3.1.2. Dalam pelaksanaan suatu proyek konstruksi
dengan tingkat kompleksitas sumber daya,
metode, serta permasalahan lainnya, sangat
memungkinkan timbulnya suatu
perselisihan/sengketa. Untuk itu Para Pihak
harus dapat menyelesaikannya dengan sebaik-
baiknya dengan keputusan yang tidak merugikan
salah satu pihak yang bersengketa.
3.1.3. Jenis sengketa yang banyak terjadi dalam
pelaksanaan suatu kontrak konstruksi lebih
banyak disebabkan oleh faktor eksternal yang
sejalan dengan kenyataan bahwasanya kinerja
kontraktor selaku penyedia jasa dipengaruhi oleh
perubahan eksternal tersebut. Untuk itu Pihak
Penyedia harus lebih proaktif dalam
menyampaikan permasalahan-permasalahan
yang dapat menimbulkan perselisihan/sengketa
di dalam pelaksanaan konstruksi.
3.2. Saran
Untuk meminimalkan potensi terjadinya sengketa
dalam suatu pelaksanaan kontrak proyek konstruksi,
para pihak disarankan untuk:
1. Memahami administrasi kontrak dan
pengadministrasian kontrak tersebut.
2. Memahami kontrak secara keseluruhan termasuk
aspek hokum yang terkandung di dalam kontrak
tersebut.
3. Memenuhi kewajibannya sesuai kontrak.
4. Mengelola kontrak dengan fair.
5. Meminta bantuan Lembaga hukum dalam
pengesahan isi dokumen kontrak.
DAFTAR PUSTAKA

PT. PP (PERSERO). 2003. Buku Referensi untuk Kontraktor


Bangunan Gedung dan Sipil. Jakarta: PT. Gramedia Pustaka
Utama.
Yasin, Nazarkhan. 2006. Mengenal Kontrak Konstruksi di
Indonesia. Jakarta: PT. Gramedia Pustaka Utama.
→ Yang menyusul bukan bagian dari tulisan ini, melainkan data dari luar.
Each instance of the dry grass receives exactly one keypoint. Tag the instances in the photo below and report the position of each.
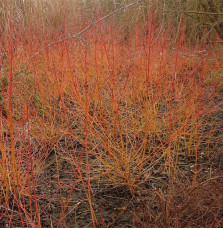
(115, 107)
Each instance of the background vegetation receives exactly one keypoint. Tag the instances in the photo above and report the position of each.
(111, 113)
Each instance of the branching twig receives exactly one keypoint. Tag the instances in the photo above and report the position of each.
(76, 36)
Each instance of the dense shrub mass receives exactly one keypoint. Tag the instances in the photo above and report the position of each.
(111, 113)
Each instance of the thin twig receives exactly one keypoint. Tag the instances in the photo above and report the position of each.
(76, 36)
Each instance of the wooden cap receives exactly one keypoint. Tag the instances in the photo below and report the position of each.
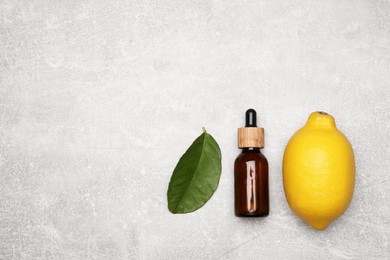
(250, 137)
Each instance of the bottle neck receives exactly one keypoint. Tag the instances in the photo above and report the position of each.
(251, 150)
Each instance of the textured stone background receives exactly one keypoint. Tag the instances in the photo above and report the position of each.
(99, 99)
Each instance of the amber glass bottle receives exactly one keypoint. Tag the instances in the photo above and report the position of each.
(251, 171)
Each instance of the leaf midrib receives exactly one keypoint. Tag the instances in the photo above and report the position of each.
(196, 171)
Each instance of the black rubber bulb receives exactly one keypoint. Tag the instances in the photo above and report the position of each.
(250, 118)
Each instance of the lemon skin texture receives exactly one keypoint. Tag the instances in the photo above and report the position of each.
(319, 171)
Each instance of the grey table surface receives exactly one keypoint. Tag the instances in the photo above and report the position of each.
(99, 99)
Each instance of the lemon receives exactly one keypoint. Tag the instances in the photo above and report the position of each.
(319, 171)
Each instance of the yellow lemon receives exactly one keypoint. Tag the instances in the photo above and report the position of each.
(319, 171)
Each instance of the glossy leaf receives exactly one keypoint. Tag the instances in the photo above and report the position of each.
(196, 175)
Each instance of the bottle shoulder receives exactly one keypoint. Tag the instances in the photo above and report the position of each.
(255, 155)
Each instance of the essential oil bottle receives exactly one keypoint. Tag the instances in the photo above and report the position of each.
(251, 171)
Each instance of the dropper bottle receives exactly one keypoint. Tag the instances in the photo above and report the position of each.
(251, 171)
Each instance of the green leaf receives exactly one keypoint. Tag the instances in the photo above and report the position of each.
(196, 175)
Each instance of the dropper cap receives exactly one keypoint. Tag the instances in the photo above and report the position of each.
(250, 136)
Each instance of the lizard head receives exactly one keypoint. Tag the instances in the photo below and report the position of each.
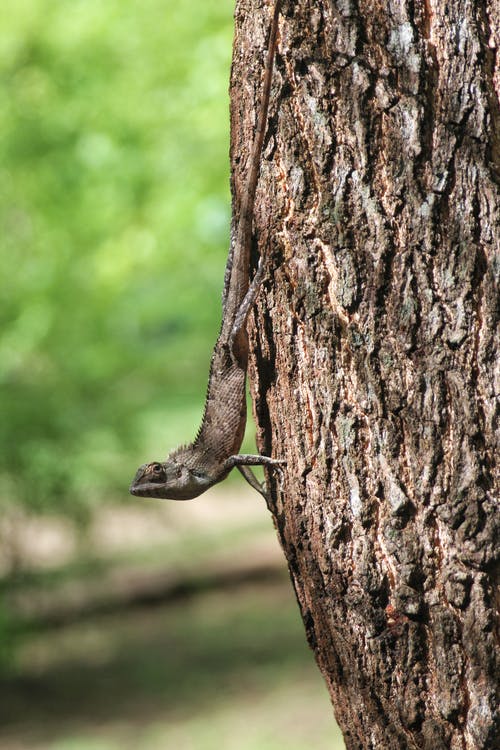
(169, 480)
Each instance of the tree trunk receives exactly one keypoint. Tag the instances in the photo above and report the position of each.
(374, 349)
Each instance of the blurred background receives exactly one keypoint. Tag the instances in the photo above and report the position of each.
(127, 623)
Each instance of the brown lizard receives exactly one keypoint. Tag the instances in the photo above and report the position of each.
(191, 469)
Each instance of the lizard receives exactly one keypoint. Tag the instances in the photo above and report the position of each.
(191, 469)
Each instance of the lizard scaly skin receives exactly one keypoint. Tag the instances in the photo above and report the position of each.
(191, 469)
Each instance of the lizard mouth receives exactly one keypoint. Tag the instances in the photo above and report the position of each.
(149, 489)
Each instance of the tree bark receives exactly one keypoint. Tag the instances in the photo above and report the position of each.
(374, 344)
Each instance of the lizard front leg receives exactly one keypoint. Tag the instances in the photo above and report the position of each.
(243, 461)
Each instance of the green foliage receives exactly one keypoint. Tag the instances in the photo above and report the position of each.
(114, 216)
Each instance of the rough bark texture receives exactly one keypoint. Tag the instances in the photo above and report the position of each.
(374, 349)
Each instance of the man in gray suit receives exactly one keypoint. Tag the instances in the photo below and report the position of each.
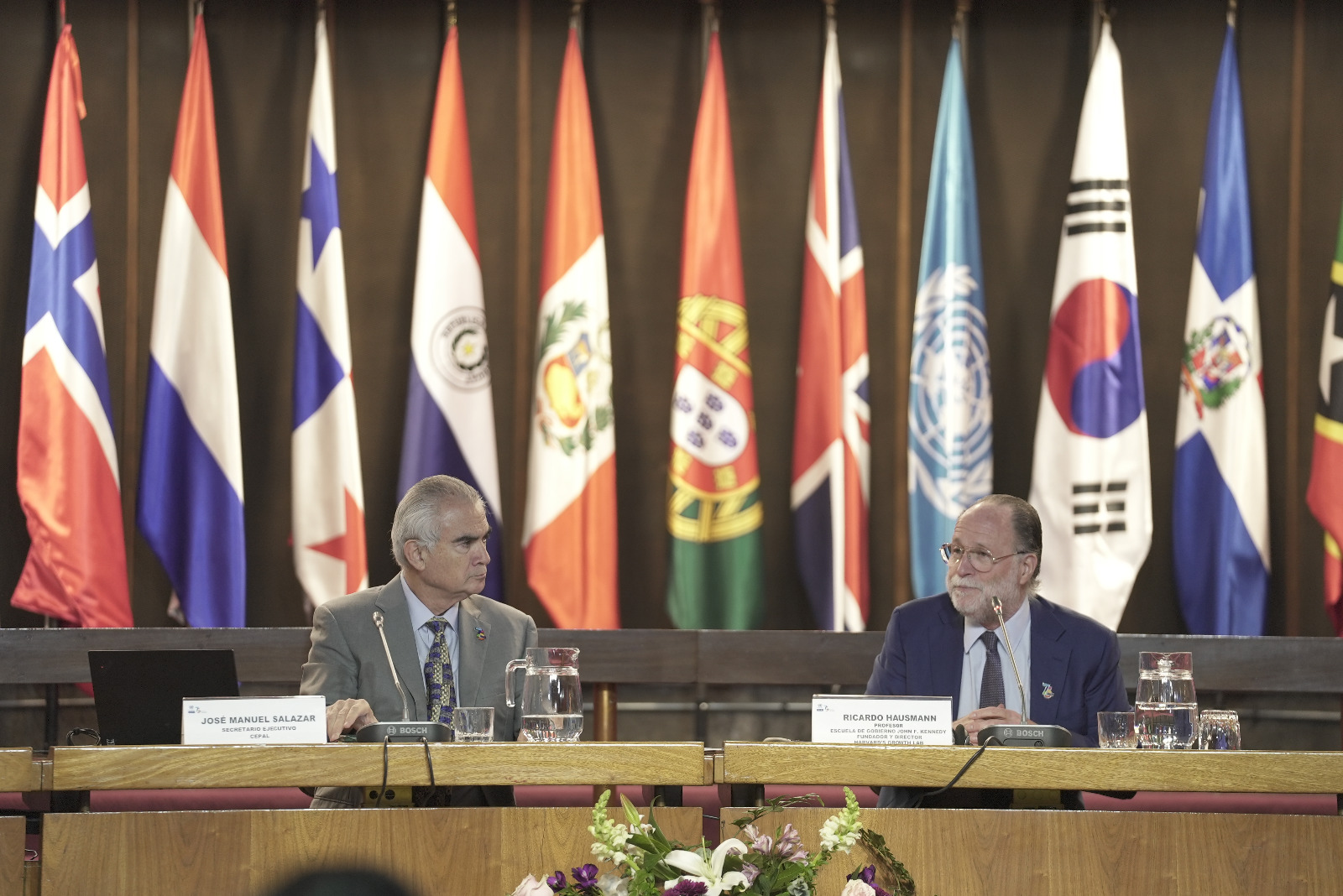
(438, 539)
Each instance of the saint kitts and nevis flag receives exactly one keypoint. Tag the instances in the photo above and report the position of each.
(1325, 494)
(830, 438)
(1092, 477)
(570, 524)
(1221, 457)
(191, 468)
(951, 409)
(449, 403)
(69, 482)
(331, 555)
(713, 502)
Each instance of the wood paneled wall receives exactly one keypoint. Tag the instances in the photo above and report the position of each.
(1027, 74)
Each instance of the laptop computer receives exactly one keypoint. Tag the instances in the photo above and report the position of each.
(138, 694)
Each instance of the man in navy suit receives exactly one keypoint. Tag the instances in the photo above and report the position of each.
(950, 644)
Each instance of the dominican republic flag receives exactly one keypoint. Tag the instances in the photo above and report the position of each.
(449, 403)
(69, 484)
(713, 491)
(570, 526)
(1221, 466)
(1325, 494)
(191, 467)
(951, 409)
(1092, 477)
(331, 555)
(830, 438)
Fuady, Munir. 2002. Kontrak Pemborongan Mega Proyek.
Bandung: PT. Citra Aditya Bakti.
Soeharto, Iman. 1995. Manajemen Proyek; dari Konseptual
sampai Operasional. Jakarta: Erlangga.
Soekirno, Purnomo. Dkk. 2006. Sengketa dalam
Penyelenggaraan Konstruksi di Indonesia; Penyebab dan
Penyelesaiannya. ITB: FTSL.
Kristiawan. 2006. Paper, Perubahan Lingkup Pekerjaan. Migas
Indonesia.
UU No. 18 Tahun 1999 Tentang Jasa Konstruksi.